Lately, there have been a lot of challenges and serious setbacks facing many economies. Notably, the US economy has had a good share of such setbacks for it to have emerged the top superpower nation. Regarding all those challenges, one of the significant points of concern to its economy is science and technological innovations. The US has prospered in this department up to even being the leading innovative nation as well. Furthermore, it is crucial since it is what mainly fuels its economy.
However, the nation is losing its confidence in staying in its current position due to the competition from China. China has, for a while, been progressing further and further towards achieving innovations and better technology. For this reason, it poses a significant threat to the market of the US and consequently, its overall economy. It has even further influenced changes to the US foreign policy of the 21st century. Claims from the Americans that China is just a mere "copycat" and not an innovator stand to be refuted by the number of research programmes and MNCs (multinational cooperations) coming up in China. This article shines a light on the challenge for superiority and the impacts it has.
The US-China Science and Technology Relation
It goes without saying, therefore, that the intense research, time, and money being spared for innovations in China is bound to bear fruits. Thus, other observant countries feel compelled to be associated with the revolutionary trends in China. As a result, they want to be associated, and this comes with different sides. Some want to be partners, while others want to trade. The US at first sought an alliance with the S&T (science and technology) department of China.
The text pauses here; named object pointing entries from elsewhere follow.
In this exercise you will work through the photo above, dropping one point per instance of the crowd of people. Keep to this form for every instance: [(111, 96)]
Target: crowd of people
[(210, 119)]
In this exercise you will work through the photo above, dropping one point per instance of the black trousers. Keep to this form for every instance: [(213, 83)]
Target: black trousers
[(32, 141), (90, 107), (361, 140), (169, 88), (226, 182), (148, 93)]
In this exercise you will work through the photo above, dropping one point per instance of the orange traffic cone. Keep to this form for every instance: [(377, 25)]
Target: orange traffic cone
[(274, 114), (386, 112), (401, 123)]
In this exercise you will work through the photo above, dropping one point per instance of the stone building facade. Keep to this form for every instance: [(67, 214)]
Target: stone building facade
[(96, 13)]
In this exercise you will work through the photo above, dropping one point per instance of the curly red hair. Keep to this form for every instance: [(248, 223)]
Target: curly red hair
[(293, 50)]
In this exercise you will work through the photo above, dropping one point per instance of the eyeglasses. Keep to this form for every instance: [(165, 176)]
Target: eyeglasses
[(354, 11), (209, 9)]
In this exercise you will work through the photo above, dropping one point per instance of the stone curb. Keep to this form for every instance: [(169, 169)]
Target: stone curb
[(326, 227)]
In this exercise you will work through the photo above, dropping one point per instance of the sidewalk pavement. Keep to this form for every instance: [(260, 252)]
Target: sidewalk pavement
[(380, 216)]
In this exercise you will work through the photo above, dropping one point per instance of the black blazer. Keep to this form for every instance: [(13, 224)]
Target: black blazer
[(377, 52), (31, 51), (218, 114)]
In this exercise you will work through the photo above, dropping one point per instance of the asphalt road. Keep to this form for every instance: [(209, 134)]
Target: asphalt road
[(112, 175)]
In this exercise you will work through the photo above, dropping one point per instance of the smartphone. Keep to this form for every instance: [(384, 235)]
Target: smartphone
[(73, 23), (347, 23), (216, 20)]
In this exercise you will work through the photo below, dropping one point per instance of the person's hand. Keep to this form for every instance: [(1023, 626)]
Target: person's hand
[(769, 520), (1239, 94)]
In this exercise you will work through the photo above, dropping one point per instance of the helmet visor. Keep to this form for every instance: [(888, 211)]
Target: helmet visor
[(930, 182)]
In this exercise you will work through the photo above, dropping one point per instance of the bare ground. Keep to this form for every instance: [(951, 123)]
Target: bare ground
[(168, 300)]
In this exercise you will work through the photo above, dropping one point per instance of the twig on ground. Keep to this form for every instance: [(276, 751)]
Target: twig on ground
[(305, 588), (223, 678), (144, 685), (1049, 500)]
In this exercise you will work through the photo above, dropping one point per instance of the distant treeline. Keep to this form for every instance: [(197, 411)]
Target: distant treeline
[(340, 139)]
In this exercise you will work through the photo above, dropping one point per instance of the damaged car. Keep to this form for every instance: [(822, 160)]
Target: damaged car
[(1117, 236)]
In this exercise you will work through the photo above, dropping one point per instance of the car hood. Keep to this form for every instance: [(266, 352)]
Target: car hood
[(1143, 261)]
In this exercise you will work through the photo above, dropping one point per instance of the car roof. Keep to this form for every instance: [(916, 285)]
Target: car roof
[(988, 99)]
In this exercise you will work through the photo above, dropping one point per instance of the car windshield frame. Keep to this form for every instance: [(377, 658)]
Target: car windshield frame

This cooperation between the two nations created normalcy among them, until China begun showing more promising characters of development.
This technological progress creates the political and economic complications that further parallel the S&T relation development. Consequently, the US sees these scientific and technological developments as an increase in their (China’s) national strength, and thus a challenge to their own economy and security. However, a percentage of the open-minded Americans disagree with this notion, and instead, urge that the correlation between them could help offer new probable solutions to common problems.
Implications of the US-China Test of Might
Globally, the US has taken up the award of being the leading innovative nation. Their technological innovation has worked to fuel their economy as well as military predominance that constitute their aspect of superiority power. Therefore, the “tech war” between them and China is in the interest of their position in power. In this kind of cold war between the two countries, their governments are making geo-economic decisions that could potentially reshape the global tech supply and even international governance of economies
For instance, the President of United States (Donald Trump) just recently signed an executive order restricting Chinese telecommunication companies ZTE Corp. and Huawei from trading their products and services into the US. Furthermore, the Department of Commerce also blacklisted Huawei in the export control. As a result, individuals and businesses trading to these companies require a licence from the US government that ensures sales or transfers do not harm the foreign policy interests or the U.S. national security.
What next then?
Now that these two super nations are aware of what they are looking up against, both need to work extra hard to emerge at the top of the chain. Therefore, the Chinese course of action is keeping up the huge leaps in technology advancement. According to Andrew Kennedy and Darren Lim, their solution lies in making (creating innovative skills among them and the manufacturing capacity), transacting (trading their creations with the outside world and investing in foreign companies) and taking (borrowing existing technology in foreign states and companies legally from open-source material).
On the other hand, the United States is striving to maintain its innovative accomplishments and its keep position in the global economy. This plan involves three key steps, as well. These are; shielding (preventing competitors from taking their technological knowledge), stifling (basically making it impossible for rival countries like China to access or use resources and provisions in the US for technology improvement) and spurring (implies acquiring any extra advantage to the technology manufacturing in the US, including research funding and best human talent from across the world.)